Introduction

The accvlab.on_demand_video_decoder package provides hardware-accelerated GPU on-demand decoding capabilities for NVIDIA GPUs.

The package internally leverages the Video Codec SDK’s core C/C++ video decode APIs and provides user-friendly Python interfaces. The package offers efficient and convenient methods for video frame extraction.

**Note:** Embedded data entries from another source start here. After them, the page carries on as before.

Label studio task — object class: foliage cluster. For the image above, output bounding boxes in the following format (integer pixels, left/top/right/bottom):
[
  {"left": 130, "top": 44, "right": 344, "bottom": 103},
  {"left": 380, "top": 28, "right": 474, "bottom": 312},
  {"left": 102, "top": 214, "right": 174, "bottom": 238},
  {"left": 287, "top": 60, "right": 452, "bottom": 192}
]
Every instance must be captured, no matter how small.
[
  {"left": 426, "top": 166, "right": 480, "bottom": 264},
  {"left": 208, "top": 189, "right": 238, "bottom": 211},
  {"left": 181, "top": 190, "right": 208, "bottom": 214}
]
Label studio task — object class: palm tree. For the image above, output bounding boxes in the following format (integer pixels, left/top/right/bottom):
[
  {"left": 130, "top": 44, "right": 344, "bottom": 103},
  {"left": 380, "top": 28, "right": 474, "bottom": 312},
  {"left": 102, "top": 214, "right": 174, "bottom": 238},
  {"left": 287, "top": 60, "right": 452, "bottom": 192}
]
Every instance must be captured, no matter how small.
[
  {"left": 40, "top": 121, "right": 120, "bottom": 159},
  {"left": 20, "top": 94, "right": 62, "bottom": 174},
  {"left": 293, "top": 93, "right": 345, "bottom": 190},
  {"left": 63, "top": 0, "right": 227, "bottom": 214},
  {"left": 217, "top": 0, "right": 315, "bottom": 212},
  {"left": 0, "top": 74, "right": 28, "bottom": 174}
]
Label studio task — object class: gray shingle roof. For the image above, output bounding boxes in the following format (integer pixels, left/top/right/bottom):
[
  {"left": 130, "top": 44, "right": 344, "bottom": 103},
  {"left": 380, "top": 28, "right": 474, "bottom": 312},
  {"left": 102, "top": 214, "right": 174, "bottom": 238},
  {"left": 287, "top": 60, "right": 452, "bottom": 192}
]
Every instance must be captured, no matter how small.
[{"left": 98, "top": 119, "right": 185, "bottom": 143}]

accvlab.on_demand_video_decoder Overview

Target Use Cases

This package is specifically designed for scenarios that demand high video decoding throughput, including:

Autonomous Driving: Process large volumes of video data for training perception models
Multimodal Large Language Models (MLLMs): Efficiently extract video frames for vision-language training
Video Understanding: Enable high-throughput video analysis for inference and training workloads
Additional Scenarios Sensitive to Video-Decode Throughput

Key Benefits

1. Massive Storage Savings

Traditional workflows require extracting video frames and storing them as individual images on disk before training. This package eliminates this step by decoding frames on-demand directly from video files, saving approximately 90% of disk storage with negligible performance overhead.

2. Reduced CPU Overhead

By offloading video decoding tasks to NVIDIA’s dedicated NVDEC hardware decoder, this package frees up CPU resources (~20%) for other critical training pipeline operations, improving overall system performance.

3. Flexible Decoding Methods

accvlab.on_demand_video_decoder provides multiple decoding modes optimized for different workload patterns:

Random Decode: Optimized for large-batch scenarios with random video selection and random frame sampling
Stream Decode: Optimized for large-batch sequential frame decoding from videos
Separate Decode: Decouples demuxer and decoder components, enabling flexible configuration of the video decoding pipeline
Demuxer-Free Decode: Optimized for direct GOP (Group of Pictures) reading scenarios, balancing latency and storage efficiency

4. Seamless Integration with PyTorch

accvlab.on_demand_video_decoder integrates efficiently with PyTorch, and detailed examples are provided to help users quickly integrate the package and boost workload performance.

Features

Functional Features

Codecs: H.264, HEVC, AV1.
Surface formats: NV12 (8 bit), YUV 4:2:0 (10 bit), YUV 4:4:4 (8 and 10 bit).
Video container formats: MP4, MOV, FLV, etc.
DLPack support to facilitate data exchange with popular DL frameworks like PyTorch and TensorRT.
Contains Python sample applications demonstrating API usage.
Flexible decode method (random, stream, demuxer-decoder separation, decoder-only)

High-Performance Features

Caching: Re-use of Demuxers, Decoders, Packets & internally used data
Map-free: Avoid memory mapping for unneeded frames
Use GPU Memory Pool: Avoid frequent memory re-allocation (re-allocate only if total needed memory increases)
Producer-Customer Model: Demuxer as producer, decoder as consumer, GOP as products.
NVDEC Pipeline: Pipeline utilizes all NVDEC units while ensuring load balancing with non-uniform GOP length

Getting Started

Please refer to the following sections to get started:

Acknowledgements

The accvlab.on_demand_video_decoder package builds upon and integrates with several key technologies:

FFmpeg: A complete, cross-platform solution for video and audio processing that provides essential multimedia framework capabilities
PyNvVideoCodec: NVIDIA’s Python bindings for video codec operations
NVIDIA Video Codec SDK: The underlying SDK that provides hardware-accelerated video encode and decode capabilities on NVIDIA GPUs

We are grateful to these projects and the open-source community for making high-performance video processing accessible.